Hm...your explanation is a little more understandable to me than Cisco Qid's (not that I am disparaging Cisco's - it was just a little over my head. Thanks to both of you for your answers - clearly both of you know vastly more physics than I). I think I might *almost *understand it.

Case A: Single car hits immovable wall at 50mph = 50mph worth of damage absorbed by one car.

Case B: Single car hits stationary car at 50 mph = 50mph worth of damage absorbed by

*two* cars.

Case C: Single car hits stationary car at 100 mph = 100mph worth of damage absorbed by

*two* cars.

Case D: Two cars hit each other head on at 50mph each (combined closing speed of 100mph) = 100mph worth of damage absorbed by

*two* cars.

Case B will obviously involve less damage to the moving car than A. Case C should be the same damage per car as in A, with twice the momentum but also twice the material (two cars) absorbing the impact.
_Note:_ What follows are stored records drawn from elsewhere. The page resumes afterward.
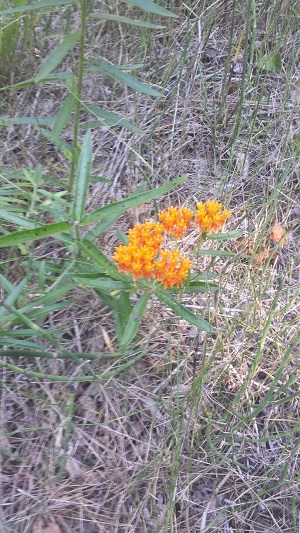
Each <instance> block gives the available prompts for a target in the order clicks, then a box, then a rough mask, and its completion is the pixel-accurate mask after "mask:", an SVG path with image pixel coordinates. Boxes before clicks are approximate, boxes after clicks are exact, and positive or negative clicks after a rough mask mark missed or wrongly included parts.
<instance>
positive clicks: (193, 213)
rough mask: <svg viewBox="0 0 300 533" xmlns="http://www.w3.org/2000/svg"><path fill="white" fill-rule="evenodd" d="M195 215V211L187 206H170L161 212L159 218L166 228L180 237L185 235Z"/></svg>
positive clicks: (189, 226)
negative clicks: (192, 209) (172, 206)
mask: <svg viewBox="0 0 300 533" xmlns="http://www.w3.org/2000/svg"><path fill="white" fill-rule="evenodd" d="M193 216H194V213H193V211H191V209H187V208H186V207H182V208H181V209H176V207H169V209H168V211H162V212H161V213H159V215H158V218H159V220H160V221H161V223H162V225H163V227H164V228H165V230H166V231H167V232H169V233H171V235H172V236H173V237H176V238H177V239H178V238H179V237H183V236H184V235H185V233H186V232H187V230H188V229H189V227H190V224H191V220H192V218H193Z"/></svg>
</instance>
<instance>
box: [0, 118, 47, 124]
mask: <svg viewBox="0 0 300 533" xmlns="http://www.w3.org/2000/svg"><path fill="white" fill-rule="evenodd" d="M55 121H56V117H18V118H6V117H5V118H0V126H10V125H11V124H15V125H16V126H22V125H23V124H32V125H34V126H48V125H49V124H53V122H55Z"/></svg>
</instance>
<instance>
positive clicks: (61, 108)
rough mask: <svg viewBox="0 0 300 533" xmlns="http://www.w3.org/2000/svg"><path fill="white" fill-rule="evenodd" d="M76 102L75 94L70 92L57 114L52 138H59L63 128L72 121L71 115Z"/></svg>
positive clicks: (53, 127)
mask: <svg viewBox="0 0 300 533" xmlns="http://www.w3.org/2000/svg"><path fill="white" fill-rule="evenodd" d="M75 102H76V99H75V96H74V95H73V94H68V96H67V97H66V99H65V101H64V103H63V104H62V106H61V108H60V110H59V113H58V115H57V118H56V121H55V124H54V126H53V128H52V131H51V138H53V139H55V138H58V137H59V136H60V134H61V132H62V131H63V129H64V128H65V127H66V126H67V124H68V123H69V121H70V115H71V113H72V111H73V109H74V106H75Z"/></svg>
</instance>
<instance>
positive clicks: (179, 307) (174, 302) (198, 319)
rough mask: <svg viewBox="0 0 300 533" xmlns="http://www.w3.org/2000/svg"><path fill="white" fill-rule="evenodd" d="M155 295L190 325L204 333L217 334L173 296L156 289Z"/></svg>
mask: <svg viewBox="0 0 300 533" xmlns="http://www.w3.org/2000/svg"><path fill="white" fill-rule="evenodd" d="M154 293H155V295H156V296H157V298H158V299H159V300H160V301H161V302H163V303H164V304H165V305H167V306H168V307H169V308H170V309H171V310H172V311H173V312H174V313H175V314H176V315H178V316H180V317H181V318H183V319H184V320H186V321H187V322H189V324H192V325H193V326H196V328H198V329H201V330H202V331H207V333H215V331H216V330H215V328H214V327H213V326H211V325H210V324H209V322H206V320H204V319H203V318H200V317H198V316H197V315H195V314H194V313H192V312H191V311H189V310H188V309H187V308H186V307H185V306H184V305H182V304H181V303H179V302H178V301H177V300H176V299H175V298H173V296H171V294H168V293H167V292H166V291H163V290H159V289H155V291H154Z"/></svg>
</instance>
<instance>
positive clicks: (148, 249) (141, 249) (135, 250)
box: [113, 243, 158, 280]
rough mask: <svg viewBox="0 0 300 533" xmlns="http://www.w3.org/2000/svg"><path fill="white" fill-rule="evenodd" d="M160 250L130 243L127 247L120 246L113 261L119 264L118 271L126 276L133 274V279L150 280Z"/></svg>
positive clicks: (153, 269) (129, 243) (115, 252)
mask: <svg viewBox="0 0 300 533" xmlns="http://www.w3.org/2000/svg"><path fill="white" fill-rule="evenodd" d="M157 253H158V250H156V249H154V248H151V246H146V245H145V246H137V245H135V244H132V243H129V244H127V246H123V245H121V246H118V247H117V248H116V250H115V253H114V255H113V259H114V260H115V261H117V263H118V269H119V270H124V272H126V274H132V276H133V279H134V280H136V279H137V278H147V279H150V278H151V276H152V273H153V270H154V267H155V265H154V259H155V258H156V256H157Z"/></svg>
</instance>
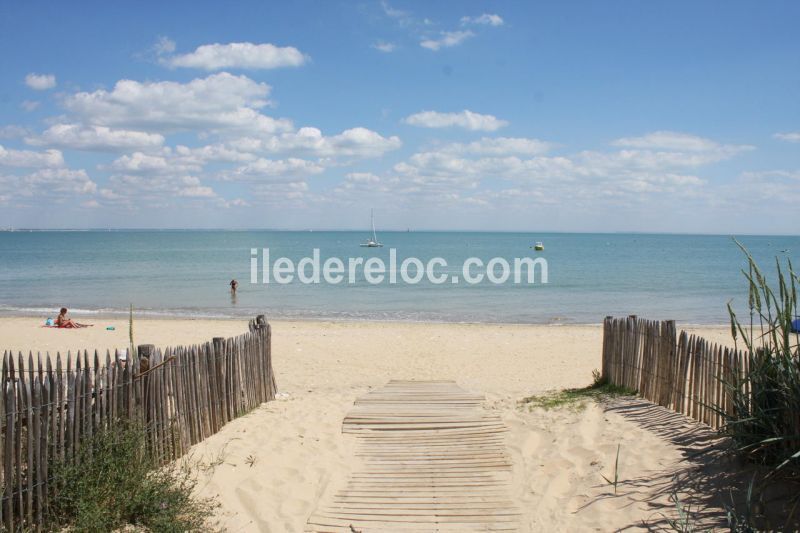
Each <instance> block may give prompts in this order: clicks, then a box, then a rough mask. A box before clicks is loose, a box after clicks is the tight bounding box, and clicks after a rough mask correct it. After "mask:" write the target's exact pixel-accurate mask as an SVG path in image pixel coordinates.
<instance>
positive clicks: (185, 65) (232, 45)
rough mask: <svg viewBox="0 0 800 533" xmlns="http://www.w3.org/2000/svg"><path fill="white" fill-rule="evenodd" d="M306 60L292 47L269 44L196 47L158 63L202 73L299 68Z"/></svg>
mask: <svg viewBox="0 0 800 533" xmlns="http://www.w3.org/2000/svg"><path fill="white" fill-rule="evenodd" d="M306 59H307V58H306V56H305V55H303V54H302V53H301V52H300V51H299V50H298V49H297V48H294V47H292V46H285V47H279V46H275V45H273V44H269V43H265V44H254V43H228V44H218V43H215V44H205V45H202V46H198V47H197V49H196V50H195V51H194V52H192V53H189V54H182V55H177V56H172V57H168V58H163V59H162V62H163V63H164V64H166V65H168V66H170V67H188V68H199V69H204V70H220V69H225V68H243V69H273V68H280V67H299V66H302V65H303V64H305V62H306Z"/></svg>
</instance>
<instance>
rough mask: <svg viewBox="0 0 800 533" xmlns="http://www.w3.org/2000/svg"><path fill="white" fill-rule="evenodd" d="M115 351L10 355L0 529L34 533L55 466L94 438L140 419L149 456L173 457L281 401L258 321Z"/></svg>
mask: <svg viewBox="0 0 800 533" xmlns="http://www.w3.org/2000/svg"><path fill="white" fill-rule="evenodd" d="M138 352H139V353H138V354H130V355H129V357H128V359H127V361H123V360H121V359H120V357H119V355H120V354H119V353H114V354H111V353H109V352H106V353H105V355H104V356H103V357H101V356H100V354H98V353H97V351H95V352H94V353H93V354H90V353H89V352H88V351H82V352H77V353H75V354H74V355H73V354H71V353H67V355H66V357H62V356H61V354H60V353H59V354H56V355H55V356H54V357H50V356H49V354H45V355H44V356H43V355H42V354H36V356H34V355H33V354H32V353H29V354H28V355H27V356H24V355H23V354H22V353H18V354H17V355H16V356H15V355H14V354H13V353H12V352H8V351H7V352H4V354H3V367H2V374H1V375H2V381H3V389H2V394H1V395H0V396H2V397H1V398H0V421H2V431H0V454H2V468H0V481H1V483H0V485H1V486H0V495H1V496H2V504H0V527H2V528H3V529H4V530H6V531H16V530H30V529H34V530H38V529H40V528H41V526H42V521H43V516H44V513H45V510H46V508H47V498H48V496H49V493H50V491H48V483H50V482H51V481H52V478H51V476H50V475H49V471H50V466H51V465H52V464H53V463H54V462H55V461H75V460H78V454H77V450H78V448H79V447H80V446H81V444H82V443H84V442H86V441H87V440H88V439H90V438H92V435H94V434H95V433H97V432H99V431H102V430H104V429H108V428H112V427H114V426H115V425H118V424H123V423H130V422H134V423H136V424H139V425H141V427H143V428H144V429H145V433H146V447H147V449H146V453H148V454H150V455H151V456H152V457H154V458H155V459H157V460H158V461H160V462H162V463H166V462H168V461H171V460H174V459H177V458H178V457H180V456H181V455H183V454H184V453H186V451H187V450H188V449H189V447H190V446H192V445H193V444H196V443H198V442H200V441H202V440H203V439H205V438H206V437H208V436H210V435H213V434H214V433H216V432H217V431H219V430H220V428H222V426H223V425H225V424H226V423H227V422H229V421H230V420H232V419H234V418H236V417H238V416H241V415H243V414H245V413H247V412H248V411H250V410H252V409H254V408H255V407H257V406H258V405H260V404H261V403H263V402H266V401H269V400H272V399H274V398H275V391H276V386H275V376H274V374H273V371H272V354H271V329H270V326H269V324H268V323H267V322H266V321H265V320H264V319H263V316H259V317H258V318H257V319H255V320H253V321H251V322H250V324H249V332H248V333H245V334H243V335H240V336H238V337H232V338H227V339H225V338H214V339H213V340H212V341H210V342H207V343H204V344H199V345H193V346H178V347H174V348H166V349H164V350H161V349H155V348H154V347H153V346H151V345H144V346H139V348H138Z"/></svg>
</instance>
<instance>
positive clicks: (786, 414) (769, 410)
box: [723, 243, 800, 480]
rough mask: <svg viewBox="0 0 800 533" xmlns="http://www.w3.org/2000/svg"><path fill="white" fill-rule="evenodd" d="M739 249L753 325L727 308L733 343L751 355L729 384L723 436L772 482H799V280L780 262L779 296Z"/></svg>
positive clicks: (779, 269) (752, 260)
mask: <svg viewBox="0 0 800 533" xmlns="http://www.w3.org/2000/svg"><path fill="white" fill-rule="evenodd" d="M737 244H738V243H737ZM739 246H740V247H741V248H742V250H743V251H744V253H745V254H746V257H747V262H748V268H747V270H746V271H744V272H743V273H744V275H745V277H746V279H747V282H748V286H749V301H748V303H749V311H750V317H749V321H748V322H749V323H745V324H743V323H742V322H741V321H740V320H739V319H738V318H737V316H736V314H735V312H734V311H733V308H732V306H731V305H730V304H729V305H728V309H729V312H730V317H731V334H732V335H733V339H734V342H737V343H743V344H744V348H745V349H746V350H747V351H748V352H750V361H749V364H750V365H749V372H748V373H747V375H745V376H743V377H741V378H738V379H734V380H732V381H731V382H728V383H726V389H727V392H728V394H730V395H731V398H732V399H733V404H734V412H733V414H726V413H724V414H725V415H726V424H725V426H724V428H723V432H724V433H725V434H726V435H728V436H729V437H731V439H732V440H733V442H734V443H735V445H736V450H737V451H738V452H739V453H741V454H743V456H744V457H746V458H747V459H748V460H749V461H752V462H755V463H758V464H761V465H764V466H766V467H768V468H769V475H768V477H774V476H777V475H779V474H780V475H782V476H783V477H789V478H794V479H795V480H800V416H798V413H800V335H798V334H797V333H796V332H792V320H793V319H794V318H795V317H796V316H797V314H798V307H797V304H798V299H797V288H798V284H800V278H798V276H797V274H796V273H795V272H794V269H793V267H792V263H791V261H787V264H786V266H783V267H782V266H781V262H780V261H779V260H778V259H777V258H776V260H775V263H776V270H777V272H776V279H777V284H778V291H777V293H776V292H775V291H773V289H772V288H771V287H770V285H769V283H768V282H767V278H766V276H765V275H764V273H763V272H762V271H761V269H760V268H759V267H758V265H757V264H756V262H755V260H754V259H753V257H752V256H751V255H750V253H749V252H748V251H747V250H746V249H745V248H744V247H743V246H742V245H741V244H740V245H739ZM748 391H749V392H748Z"/></svg>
Case D is exactly the same as C, only described from a different frame of reference, so should be the same damage per car as both C and A.

That was my initial reasoning, but this is obviously wrong. Hitting a wall at 50 is far more than twice as bad as hitting the same wall at 25. It's not momentum (m x v) that determines damage, but rather the kinetic energy (m x v^2). So double the speed is a lot more than just double the damage. It's exponential. So Case B is half the damage (per car) as A (same energy, but two cars to absorb it), while case C will be more damage per car than A (two cars absorbing the impact, but much more than twice the energy). And Case D remains the same as Case C.

So I think the answer to your question is neither. The damage per car in the head-on crash of Case D will be twice that of hitting an immovable wall at the same speed (of 50mph), yet still only half the damage of hitting an immovable wall at twice the speed (i.e. 100mph).